Gazetenin manşetinde aynen böyle yazıyordu. Görünüşe bakılırsa aylar önceden planladığı Ankara gezisi çok da istediği gibi gitmemişti. Sokak lambaları yanıyordu. Sabahın altısıydı, yine de güneş doğmamıştı. İstanbul'dan alışık değildi buna. Ne de olsa, saat 5 demeden güneş doğardı kışın şehirde. Acele etmeden üstüne uzun kollu kazağını giydi. 

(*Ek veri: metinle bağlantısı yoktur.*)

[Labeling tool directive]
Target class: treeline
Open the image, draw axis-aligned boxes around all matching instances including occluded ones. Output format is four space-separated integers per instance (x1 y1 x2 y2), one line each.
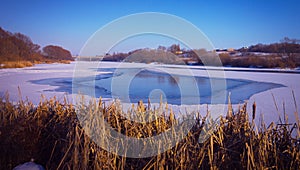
96 38 300 68
0 27 74 67
239 37 300 53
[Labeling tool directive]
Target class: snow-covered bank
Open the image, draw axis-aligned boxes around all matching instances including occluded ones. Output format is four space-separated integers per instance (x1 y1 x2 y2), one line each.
0 62 300 123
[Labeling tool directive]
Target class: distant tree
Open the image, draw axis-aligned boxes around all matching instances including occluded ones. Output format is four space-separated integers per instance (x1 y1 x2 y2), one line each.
0 27 42 61
43 45 73 60
157 45 167 51
168 44 180 53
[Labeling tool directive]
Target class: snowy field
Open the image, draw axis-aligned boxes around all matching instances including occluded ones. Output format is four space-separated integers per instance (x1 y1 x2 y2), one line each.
0 62 300 123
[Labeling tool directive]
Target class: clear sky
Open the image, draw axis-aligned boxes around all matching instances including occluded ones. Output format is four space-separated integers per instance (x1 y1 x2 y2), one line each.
0 0 300 55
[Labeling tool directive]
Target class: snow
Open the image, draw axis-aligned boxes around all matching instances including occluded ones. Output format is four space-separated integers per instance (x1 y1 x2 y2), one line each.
0 62 300 124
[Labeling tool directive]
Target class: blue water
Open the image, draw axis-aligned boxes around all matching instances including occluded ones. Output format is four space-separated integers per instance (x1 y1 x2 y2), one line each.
32 68 283 105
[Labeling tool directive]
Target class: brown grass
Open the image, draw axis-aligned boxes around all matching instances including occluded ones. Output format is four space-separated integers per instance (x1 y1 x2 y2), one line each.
0 95 300 169
0 60 71 69
0 61 34 68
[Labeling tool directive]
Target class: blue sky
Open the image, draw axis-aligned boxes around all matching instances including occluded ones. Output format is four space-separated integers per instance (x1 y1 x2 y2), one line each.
0 0 300 55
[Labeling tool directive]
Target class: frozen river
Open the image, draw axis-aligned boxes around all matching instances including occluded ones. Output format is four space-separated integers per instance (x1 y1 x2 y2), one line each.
0 62 300 125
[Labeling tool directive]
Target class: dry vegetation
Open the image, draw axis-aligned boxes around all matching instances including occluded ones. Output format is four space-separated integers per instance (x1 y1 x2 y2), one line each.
0 95 300 169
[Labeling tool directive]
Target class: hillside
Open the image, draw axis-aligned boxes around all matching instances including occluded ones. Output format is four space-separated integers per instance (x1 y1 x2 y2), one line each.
0 27 73 68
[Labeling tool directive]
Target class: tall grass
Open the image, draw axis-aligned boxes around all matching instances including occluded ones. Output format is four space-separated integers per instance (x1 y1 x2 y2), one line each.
0 95 300 169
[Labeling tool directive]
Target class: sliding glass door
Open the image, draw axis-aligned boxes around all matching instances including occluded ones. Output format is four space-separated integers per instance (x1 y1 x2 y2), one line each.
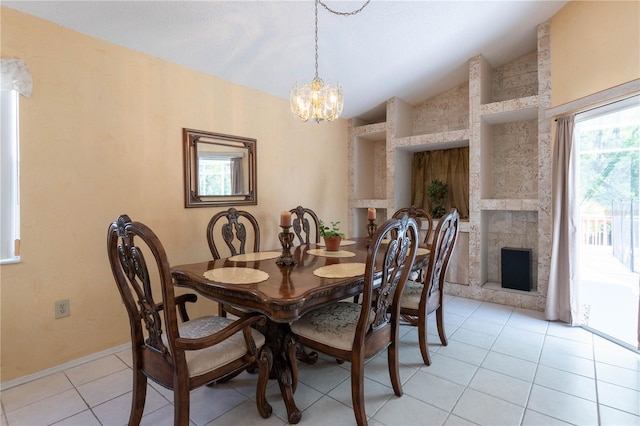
574 96 640 348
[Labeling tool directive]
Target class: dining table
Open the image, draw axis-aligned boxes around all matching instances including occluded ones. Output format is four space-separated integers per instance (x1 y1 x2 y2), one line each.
171 237 429 424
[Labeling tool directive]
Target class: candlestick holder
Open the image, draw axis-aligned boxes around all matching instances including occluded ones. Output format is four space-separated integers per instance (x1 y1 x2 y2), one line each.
367 219 378 242
276 225 296 266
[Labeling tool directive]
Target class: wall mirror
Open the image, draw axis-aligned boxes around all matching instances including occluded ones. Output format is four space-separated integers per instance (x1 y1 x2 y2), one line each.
183 129 258 207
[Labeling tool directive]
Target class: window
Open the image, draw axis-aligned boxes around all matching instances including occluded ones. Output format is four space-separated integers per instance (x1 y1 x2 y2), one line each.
0 89 20 263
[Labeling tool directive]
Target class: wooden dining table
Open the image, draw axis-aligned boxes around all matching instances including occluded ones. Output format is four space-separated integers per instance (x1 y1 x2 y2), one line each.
171 238 428 424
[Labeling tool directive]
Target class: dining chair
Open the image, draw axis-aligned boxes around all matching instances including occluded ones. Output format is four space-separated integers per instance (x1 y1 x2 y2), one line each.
391 206 433 246
291 215 418 425
107 215 273 426
400 208 460 365
289 206 320 245
207 207 260 317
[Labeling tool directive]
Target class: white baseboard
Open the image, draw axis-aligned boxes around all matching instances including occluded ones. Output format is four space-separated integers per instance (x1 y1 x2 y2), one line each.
0 343 131 391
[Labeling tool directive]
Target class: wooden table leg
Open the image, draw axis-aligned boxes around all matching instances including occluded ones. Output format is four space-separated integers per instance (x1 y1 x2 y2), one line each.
265 321 302 424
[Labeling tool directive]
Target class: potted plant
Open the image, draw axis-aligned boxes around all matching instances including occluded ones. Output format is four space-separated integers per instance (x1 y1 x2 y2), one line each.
318 221 344 251
427 179 449 219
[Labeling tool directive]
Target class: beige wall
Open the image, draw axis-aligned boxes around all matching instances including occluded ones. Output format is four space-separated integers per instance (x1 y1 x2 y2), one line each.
551 0 640 106
0 7 347 382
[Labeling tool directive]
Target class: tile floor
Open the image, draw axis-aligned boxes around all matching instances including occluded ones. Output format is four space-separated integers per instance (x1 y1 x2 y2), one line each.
1 296 640 426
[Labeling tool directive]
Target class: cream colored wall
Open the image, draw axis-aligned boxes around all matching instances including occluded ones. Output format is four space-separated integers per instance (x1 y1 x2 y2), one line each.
551 0 640 106
0 7 347 382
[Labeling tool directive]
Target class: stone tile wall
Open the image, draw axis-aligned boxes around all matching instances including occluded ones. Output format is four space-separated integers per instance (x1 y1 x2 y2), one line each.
491 51 538 102
486 211 538 287
491 120 538 199
412 82 469 135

Balkon kapısı açıktı. Odanın köşesinden bakınca dışarının karanlığı görünüyordu. Karanlıkta birkaç evi seçebiliyordu. Belki bu sefer zor olacak dedi içinden. Hep iç konuşma. Konuşacak başkası olmayınca, iç konuşmaya mahkum olursun böyle. Bu da iç konuşma. İç-ama-konuş-ma. 

Balkon kapısına yanaştı. Kente son bir kez baktı. Ankara ancak kent olabilir. Şehir mehir olamaz. Baksana bizim mahalle kadar evde anca ışık yanıyor. Balkon duvarının dibine geldi. 9. kat. Beynini yere vurduğunda  aniden dağılacak. 3-5 saniyelik acı. 3-5 saniyeye karşı 42 yıllık ömür. Dile kolay. 42 sene. 

Gökyüzünü son kez selamladı. 

...

O sabah karısı uyandırmak için geldiğinde, eşi çoktan ölmüştü. Gözlerini mavi tavana dikmişti. Sağ elinde Yakup Kadri'nin Ankara romanı vardı. Cep telefonunda 42 cevapsız arama. Başucundaki tabakta da 3-5 portakal kabuğu. 

Ölmek derken, o anlamda ölmek değil.